Le président mexicain Enrique Peña Nieto, qui avait annulé sa visite à la Maison-Blanche prévue fin janvier afin de protester contre l'insistance de M. Trump à vouloir faire payer le mur par le Mexique, devait recevoir les ministres américains en milieu de journée.
Quelques heures plus tôt, le président américain avait déclaré depuis la Maison-Blanche que les efforts engagés par son administration pour expulser certains immigrés clandestins des États-Unis étaient «une opération militaire».
«Vous voyez ce qui se passe à la frontière. Soudain, pour la première fois [...] nous mettons dehors des membres de gangs, nous mettons dehors des chefs de cartels.
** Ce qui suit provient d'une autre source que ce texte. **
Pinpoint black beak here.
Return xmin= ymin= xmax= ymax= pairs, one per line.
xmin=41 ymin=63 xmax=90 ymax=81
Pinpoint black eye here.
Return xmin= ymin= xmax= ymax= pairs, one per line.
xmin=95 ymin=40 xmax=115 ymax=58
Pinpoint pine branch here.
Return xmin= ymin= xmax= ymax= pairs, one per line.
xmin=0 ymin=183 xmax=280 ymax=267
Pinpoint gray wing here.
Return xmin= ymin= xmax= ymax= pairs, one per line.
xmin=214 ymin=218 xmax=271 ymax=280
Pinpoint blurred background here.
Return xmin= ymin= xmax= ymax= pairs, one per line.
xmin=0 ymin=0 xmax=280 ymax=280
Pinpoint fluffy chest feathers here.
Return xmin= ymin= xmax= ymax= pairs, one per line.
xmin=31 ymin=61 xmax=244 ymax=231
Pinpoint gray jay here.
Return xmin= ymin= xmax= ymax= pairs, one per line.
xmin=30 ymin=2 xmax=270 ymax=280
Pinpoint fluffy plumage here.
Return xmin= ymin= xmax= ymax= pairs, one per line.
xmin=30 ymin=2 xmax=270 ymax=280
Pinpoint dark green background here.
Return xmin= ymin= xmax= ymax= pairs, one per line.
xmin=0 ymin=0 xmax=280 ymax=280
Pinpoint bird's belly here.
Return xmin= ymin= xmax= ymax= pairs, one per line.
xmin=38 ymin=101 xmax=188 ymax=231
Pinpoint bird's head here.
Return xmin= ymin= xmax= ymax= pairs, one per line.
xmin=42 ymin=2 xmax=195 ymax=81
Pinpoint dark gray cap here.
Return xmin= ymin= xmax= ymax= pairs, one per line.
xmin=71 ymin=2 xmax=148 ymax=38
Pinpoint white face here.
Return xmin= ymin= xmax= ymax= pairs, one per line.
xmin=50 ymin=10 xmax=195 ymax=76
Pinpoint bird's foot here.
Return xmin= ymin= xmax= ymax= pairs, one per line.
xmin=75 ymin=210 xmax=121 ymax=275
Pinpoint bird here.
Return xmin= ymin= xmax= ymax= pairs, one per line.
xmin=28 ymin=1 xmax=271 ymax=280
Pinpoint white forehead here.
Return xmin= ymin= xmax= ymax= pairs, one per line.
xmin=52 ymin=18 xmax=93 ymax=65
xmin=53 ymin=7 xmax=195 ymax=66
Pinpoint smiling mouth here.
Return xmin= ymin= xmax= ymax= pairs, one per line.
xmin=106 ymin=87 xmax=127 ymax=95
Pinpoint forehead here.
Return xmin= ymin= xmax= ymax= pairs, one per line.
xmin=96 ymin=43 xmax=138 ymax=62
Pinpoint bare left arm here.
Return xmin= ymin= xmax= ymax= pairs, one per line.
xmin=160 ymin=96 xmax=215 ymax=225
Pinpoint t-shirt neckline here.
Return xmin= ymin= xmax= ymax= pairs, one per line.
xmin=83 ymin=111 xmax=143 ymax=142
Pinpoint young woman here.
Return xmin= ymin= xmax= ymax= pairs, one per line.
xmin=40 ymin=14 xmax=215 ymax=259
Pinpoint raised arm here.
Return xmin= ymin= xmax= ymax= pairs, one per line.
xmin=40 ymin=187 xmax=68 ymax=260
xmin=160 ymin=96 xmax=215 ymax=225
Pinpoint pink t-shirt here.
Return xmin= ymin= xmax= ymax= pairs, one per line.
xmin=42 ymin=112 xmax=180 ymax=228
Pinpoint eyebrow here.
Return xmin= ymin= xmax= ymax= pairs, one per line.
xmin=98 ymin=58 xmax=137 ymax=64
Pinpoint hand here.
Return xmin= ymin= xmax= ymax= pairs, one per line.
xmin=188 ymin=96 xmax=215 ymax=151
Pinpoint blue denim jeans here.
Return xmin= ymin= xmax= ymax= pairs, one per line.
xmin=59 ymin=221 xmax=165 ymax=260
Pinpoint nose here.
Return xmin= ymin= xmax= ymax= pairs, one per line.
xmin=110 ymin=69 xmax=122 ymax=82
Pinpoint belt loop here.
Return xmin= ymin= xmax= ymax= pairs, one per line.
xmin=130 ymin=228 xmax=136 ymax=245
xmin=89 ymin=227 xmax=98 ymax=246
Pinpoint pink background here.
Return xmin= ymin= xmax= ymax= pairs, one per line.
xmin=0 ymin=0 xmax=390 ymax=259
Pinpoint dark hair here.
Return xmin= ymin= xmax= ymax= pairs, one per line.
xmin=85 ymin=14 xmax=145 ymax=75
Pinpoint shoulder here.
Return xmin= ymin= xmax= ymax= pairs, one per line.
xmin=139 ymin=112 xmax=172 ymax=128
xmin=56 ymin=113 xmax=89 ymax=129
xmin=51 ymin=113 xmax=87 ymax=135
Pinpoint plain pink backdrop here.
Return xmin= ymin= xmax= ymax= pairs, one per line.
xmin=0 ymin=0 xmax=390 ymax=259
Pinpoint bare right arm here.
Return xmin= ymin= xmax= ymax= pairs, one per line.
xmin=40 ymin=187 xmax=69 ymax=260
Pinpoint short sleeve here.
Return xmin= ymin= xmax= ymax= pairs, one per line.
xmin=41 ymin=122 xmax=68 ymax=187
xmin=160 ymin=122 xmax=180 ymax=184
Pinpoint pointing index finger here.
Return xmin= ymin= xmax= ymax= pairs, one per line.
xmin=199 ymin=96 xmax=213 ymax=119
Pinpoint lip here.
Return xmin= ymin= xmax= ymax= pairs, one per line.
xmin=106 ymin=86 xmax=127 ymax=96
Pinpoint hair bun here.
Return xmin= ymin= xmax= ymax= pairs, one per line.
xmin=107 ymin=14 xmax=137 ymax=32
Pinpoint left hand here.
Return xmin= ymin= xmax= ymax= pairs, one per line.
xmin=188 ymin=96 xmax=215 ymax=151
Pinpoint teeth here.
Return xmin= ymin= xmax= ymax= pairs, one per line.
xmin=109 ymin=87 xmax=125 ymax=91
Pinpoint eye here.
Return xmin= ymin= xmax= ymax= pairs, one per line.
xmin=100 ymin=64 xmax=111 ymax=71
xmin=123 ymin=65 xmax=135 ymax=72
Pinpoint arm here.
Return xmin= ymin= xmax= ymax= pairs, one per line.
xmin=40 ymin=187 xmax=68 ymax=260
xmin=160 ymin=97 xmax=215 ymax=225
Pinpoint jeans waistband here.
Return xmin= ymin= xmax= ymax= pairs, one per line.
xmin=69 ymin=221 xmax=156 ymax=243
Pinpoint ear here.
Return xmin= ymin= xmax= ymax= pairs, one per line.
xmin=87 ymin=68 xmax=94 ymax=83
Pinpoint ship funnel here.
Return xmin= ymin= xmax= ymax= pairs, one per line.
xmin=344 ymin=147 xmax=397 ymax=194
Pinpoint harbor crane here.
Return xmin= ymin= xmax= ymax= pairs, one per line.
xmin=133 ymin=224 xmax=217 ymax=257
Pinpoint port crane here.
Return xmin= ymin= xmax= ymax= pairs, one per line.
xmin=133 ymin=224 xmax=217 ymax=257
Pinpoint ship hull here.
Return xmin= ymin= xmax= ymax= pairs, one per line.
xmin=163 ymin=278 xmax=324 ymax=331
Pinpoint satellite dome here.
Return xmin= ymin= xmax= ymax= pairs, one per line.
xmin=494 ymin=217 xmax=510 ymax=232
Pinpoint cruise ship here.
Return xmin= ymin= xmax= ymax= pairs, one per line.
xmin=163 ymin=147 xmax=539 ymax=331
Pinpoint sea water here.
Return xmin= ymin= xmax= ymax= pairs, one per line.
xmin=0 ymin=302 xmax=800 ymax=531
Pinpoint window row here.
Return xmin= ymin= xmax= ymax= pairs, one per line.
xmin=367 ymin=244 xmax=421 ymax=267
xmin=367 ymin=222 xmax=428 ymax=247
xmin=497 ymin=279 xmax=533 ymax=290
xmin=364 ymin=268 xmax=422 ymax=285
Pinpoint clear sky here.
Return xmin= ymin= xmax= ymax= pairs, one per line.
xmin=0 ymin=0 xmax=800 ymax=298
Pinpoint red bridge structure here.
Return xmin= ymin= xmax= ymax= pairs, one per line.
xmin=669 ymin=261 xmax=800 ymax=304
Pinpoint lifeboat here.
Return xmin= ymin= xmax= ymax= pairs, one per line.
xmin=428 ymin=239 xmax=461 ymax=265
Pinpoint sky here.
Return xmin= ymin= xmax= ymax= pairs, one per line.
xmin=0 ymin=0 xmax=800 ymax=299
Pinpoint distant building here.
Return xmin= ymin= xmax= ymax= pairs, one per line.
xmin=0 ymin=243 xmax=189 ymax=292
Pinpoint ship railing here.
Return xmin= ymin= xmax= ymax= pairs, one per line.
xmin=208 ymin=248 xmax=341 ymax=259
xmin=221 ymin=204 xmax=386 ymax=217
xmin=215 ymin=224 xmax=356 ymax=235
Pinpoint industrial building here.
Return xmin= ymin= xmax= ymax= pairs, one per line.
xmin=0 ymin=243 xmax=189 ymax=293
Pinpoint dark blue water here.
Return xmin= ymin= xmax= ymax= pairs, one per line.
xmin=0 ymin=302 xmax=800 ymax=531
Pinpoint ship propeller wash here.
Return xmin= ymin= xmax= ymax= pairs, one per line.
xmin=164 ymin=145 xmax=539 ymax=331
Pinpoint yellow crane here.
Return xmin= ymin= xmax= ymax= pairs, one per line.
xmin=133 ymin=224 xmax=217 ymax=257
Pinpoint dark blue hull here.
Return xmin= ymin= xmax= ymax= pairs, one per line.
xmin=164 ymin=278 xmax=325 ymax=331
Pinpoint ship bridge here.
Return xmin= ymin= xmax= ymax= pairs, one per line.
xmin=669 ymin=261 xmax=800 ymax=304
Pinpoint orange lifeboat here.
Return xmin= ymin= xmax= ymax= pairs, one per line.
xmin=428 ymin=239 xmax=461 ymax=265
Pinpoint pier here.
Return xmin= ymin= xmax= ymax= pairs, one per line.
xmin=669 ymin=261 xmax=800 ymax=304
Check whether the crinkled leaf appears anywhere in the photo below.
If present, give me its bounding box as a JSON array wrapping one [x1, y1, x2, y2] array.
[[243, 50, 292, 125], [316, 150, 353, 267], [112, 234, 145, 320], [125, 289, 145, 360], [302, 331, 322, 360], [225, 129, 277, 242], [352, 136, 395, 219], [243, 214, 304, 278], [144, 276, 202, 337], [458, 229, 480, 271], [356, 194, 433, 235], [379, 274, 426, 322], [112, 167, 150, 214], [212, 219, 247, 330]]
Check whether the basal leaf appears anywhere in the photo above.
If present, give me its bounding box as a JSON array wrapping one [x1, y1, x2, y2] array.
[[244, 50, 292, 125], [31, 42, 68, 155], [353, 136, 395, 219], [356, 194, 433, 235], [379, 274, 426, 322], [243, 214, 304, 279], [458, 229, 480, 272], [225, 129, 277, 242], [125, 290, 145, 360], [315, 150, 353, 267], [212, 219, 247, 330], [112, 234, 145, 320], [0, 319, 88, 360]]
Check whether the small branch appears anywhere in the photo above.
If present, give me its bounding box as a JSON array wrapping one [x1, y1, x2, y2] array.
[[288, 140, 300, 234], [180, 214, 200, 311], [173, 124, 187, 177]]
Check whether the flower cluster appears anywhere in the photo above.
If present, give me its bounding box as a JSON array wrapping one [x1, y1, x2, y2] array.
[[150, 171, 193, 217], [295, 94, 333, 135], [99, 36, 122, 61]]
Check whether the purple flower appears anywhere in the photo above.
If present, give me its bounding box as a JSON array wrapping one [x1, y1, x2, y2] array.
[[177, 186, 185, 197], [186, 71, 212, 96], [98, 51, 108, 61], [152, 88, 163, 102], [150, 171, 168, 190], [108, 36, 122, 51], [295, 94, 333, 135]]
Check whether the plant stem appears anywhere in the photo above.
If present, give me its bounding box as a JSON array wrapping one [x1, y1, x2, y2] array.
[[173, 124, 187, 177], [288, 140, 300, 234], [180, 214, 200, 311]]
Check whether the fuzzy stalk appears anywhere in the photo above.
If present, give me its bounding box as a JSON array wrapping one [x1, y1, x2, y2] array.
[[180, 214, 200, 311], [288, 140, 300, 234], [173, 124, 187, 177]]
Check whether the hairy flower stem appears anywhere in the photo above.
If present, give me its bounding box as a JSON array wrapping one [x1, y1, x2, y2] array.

Nous mettons les très mauvais gars dehors, et cela à un rythme jamais vu», a-t-il déclaré au début d'une rencontre avec des dirigeants d'entreprises.
«Et c'est une opération militaire», a-t-il ajouté, une expression qui a semblé en contradiction avec les propos de M. Kelly jusqu'à une clarification du porte-parole de la Maison-Blanche Sean Spicer, qui a précisé qu'elle voulait dire «efficace».
Les autorités mexicaines n'ont de leur côté pour l'heure signalé aucune expulsion de chef de cartel ou même de narcotrafiquant des États-Unis.
Le secrétaire d'État Rex Tillerson salut des policiers et des officiers mexicains quelques instants avant de monter à bord de l'avion qui le ramènera aux États-Unis après une rencontre diplomatique tenue au Mexique à laquelle a aussi pris part John Kelly, secrétaire à la Sécurité intérieure.
Crise diplomatique
Depuis son arrivée à la Maison-Blanche il y a un mois, M. Trump, par son style et sa politique migratoire et commerciale, a déclenché la pire crise diplomatique entre les deux pays depuis des décennies.
M. Trump s'est par ailleurs engagé à renégocier, voire à abroger, l'accord de libre-échange nord-américain (ALENA), trop favorable selon lui aux intérêts du Mexique.
S'efforçant de faire baisser la tension, les deux capitales ont assuré avoir entamé un «dialogue constructif» depuis la visite de Luis Videgaray il y a deux semaines à Washington, où il a rencontré M. Tillerson.
«Nous sommes un grand allié pour lutter contre les migrations, le trafic de drogues», a insisté de son côté le ministre mexicain de l'Économie Ildefonso Guajardo dans une entrevue samedi au quotidien The Globe and Mail.
«Si à un moment la relation est malmenée, les motivations pour que le peuple mexicain poursuive sa collaboration sur ces questions au coeur de la sécurité diminueront.
«Nous n'accepterons pas d'être le patio à l'arrière des États-Unis», où le président américain pourra expulser «qui bon lui semble», a également déclaré jeudi à l'AFP le sénateur Fernando Herrera du parti conservateur mexicain (PAN), qui élabore actuellement un décret pour fixer les limites de la négociation avec les États-Unis.